Equivalent of zarr's get_coordinate_selection?

Hi,
I have a (geospatial) dataset which is a 2D dense array 21,600 x 43,200 with float values. From this set I would like to read a set of ~100,000 coordinate pairs (corresponding to locations) and get back an array of 100,000 floats. Performance is important in this use-case.

I have been using zarr and the get_coordinate_selection function for the same task and this works pretty well - and specifically it seems to treat the request as a ‘batch’ to ensure that the chunks needed are decompressed only once. However I would like to compare the performance to TileDB and also I am interested in database (especially Trino) integration. I was looking at multi_index, but this seems to take a cross_product of ranges which is a bit different.
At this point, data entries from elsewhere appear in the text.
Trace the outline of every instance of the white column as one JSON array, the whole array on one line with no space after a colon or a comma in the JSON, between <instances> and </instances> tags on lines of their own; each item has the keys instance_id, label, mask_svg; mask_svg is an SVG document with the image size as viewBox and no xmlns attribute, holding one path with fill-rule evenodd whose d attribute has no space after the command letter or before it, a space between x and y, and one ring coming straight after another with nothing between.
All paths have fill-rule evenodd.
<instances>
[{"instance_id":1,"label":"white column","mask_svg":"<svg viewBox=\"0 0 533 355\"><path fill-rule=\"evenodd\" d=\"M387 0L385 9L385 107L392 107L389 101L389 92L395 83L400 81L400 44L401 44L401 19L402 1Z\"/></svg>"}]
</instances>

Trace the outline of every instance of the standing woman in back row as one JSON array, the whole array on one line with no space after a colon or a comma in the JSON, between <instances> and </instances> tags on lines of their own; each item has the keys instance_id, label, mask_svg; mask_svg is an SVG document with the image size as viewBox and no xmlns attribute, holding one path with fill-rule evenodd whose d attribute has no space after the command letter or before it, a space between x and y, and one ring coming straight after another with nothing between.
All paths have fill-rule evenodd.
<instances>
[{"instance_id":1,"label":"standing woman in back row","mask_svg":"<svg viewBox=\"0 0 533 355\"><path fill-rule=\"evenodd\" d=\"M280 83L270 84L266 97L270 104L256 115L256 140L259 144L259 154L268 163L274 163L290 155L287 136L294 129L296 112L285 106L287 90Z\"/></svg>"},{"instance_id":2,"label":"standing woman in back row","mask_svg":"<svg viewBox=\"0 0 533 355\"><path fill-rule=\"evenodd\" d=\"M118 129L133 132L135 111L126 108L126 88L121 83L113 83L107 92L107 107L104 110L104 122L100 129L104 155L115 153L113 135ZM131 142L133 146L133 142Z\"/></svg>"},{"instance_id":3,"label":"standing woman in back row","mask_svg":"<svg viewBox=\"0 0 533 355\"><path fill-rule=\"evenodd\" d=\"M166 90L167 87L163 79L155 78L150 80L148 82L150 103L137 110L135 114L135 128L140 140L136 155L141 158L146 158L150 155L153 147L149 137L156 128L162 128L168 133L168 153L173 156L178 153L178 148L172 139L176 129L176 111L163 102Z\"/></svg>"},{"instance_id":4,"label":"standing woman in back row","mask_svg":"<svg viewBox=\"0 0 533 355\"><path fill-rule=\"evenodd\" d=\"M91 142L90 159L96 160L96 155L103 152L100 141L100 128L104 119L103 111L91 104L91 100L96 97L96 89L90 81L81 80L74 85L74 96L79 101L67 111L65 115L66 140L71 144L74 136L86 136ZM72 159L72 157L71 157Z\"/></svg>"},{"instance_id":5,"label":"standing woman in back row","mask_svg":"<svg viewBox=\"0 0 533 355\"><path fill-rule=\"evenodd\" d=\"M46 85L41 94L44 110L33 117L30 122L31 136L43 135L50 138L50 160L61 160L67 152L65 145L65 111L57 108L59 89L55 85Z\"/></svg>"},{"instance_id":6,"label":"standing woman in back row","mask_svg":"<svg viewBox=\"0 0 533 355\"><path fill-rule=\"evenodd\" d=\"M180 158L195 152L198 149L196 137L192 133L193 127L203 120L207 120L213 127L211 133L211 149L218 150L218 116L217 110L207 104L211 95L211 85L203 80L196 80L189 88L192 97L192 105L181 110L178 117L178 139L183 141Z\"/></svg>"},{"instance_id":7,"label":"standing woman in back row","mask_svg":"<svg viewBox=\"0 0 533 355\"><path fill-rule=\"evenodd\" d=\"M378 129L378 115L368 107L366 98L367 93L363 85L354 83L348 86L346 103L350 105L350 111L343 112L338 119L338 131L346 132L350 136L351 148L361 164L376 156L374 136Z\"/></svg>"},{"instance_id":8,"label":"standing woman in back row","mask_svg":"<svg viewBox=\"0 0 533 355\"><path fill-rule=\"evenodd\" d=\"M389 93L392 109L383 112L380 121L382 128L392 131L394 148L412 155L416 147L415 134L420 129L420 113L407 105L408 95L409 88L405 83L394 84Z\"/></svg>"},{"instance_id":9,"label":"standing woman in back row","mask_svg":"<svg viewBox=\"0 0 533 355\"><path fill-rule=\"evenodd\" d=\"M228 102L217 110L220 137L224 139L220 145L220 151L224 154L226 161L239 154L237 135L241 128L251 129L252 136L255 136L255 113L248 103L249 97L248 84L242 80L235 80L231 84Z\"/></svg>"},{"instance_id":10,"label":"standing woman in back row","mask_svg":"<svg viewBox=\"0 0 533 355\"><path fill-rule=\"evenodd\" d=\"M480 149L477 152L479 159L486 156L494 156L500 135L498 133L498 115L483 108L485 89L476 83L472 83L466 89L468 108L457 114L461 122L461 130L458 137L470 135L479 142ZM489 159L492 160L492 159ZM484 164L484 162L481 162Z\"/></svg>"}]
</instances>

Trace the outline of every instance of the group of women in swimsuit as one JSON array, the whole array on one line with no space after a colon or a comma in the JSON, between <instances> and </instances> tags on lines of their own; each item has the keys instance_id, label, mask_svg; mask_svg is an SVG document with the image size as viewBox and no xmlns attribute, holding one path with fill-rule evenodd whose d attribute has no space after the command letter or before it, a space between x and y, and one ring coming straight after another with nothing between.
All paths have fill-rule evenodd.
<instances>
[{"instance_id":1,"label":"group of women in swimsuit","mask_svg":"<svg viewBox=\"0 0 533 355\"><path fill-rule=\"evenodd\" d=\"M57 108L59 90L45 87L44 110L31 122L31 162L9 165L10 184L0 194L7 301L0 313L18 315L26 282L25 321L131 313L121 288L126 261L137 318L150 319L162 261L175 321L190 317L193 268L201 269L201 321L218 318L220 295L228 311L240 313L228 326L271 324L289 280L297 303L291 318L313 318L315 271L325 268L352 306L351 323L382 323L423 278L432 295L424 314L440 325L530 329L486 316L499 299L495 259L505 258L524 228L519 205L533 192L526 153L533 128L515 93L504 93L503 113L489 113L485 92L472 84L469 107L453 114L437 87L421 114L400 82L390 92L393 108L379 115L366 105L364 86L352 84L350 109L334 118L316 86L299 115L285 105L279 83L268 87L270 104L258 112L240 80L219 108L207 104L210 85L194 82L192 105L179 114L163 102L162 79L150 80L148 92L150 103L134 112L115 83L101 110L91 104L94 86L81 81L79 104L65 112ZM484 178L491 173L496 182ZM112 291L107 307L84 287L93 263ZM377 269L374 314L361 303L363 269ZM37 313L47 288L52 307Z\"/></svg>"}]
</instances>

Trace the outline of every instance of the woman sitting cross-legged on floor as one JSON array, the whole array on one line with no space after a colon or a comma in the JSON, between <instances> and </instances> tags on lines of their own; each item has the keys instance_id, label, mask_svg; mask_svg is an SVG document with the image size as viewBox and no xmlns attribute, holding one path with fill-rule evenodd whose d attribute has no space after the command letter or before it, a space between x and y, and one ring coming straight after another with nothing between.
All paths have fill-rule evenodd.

How best to achieve this? I am using Python API but C#/C++ also fine. I have an uneasy feeling that I am just missing something in the documentation, in which case apologies in advance! :slight_smile:

Thanks!

Hi @joe-m,

Apologies for the delayed response. Point queries are not currently supported – only cross-product of ranges (as you observed). However, note that ranges do not need to be slices. For example:

a.multi_index[[1],[3,4]]

in Python corresponds to:

query.add_range(0,1,1)
query.add_range(1,3,3)
query.add_range(1,4,4)

in the C++ or C# API.

@stavros indicated to me that we will bump this up in the backlog for implementation (the plan is to support arbitrary subarray slices, not only point queries).

Best,
Isaiah

Hi Isaiah,

Thanks for the reply. Support for arbitrary subarray slices sounds even better and I think will be important for our use case: good to hear that is being bumped up.

Thanks,
Joe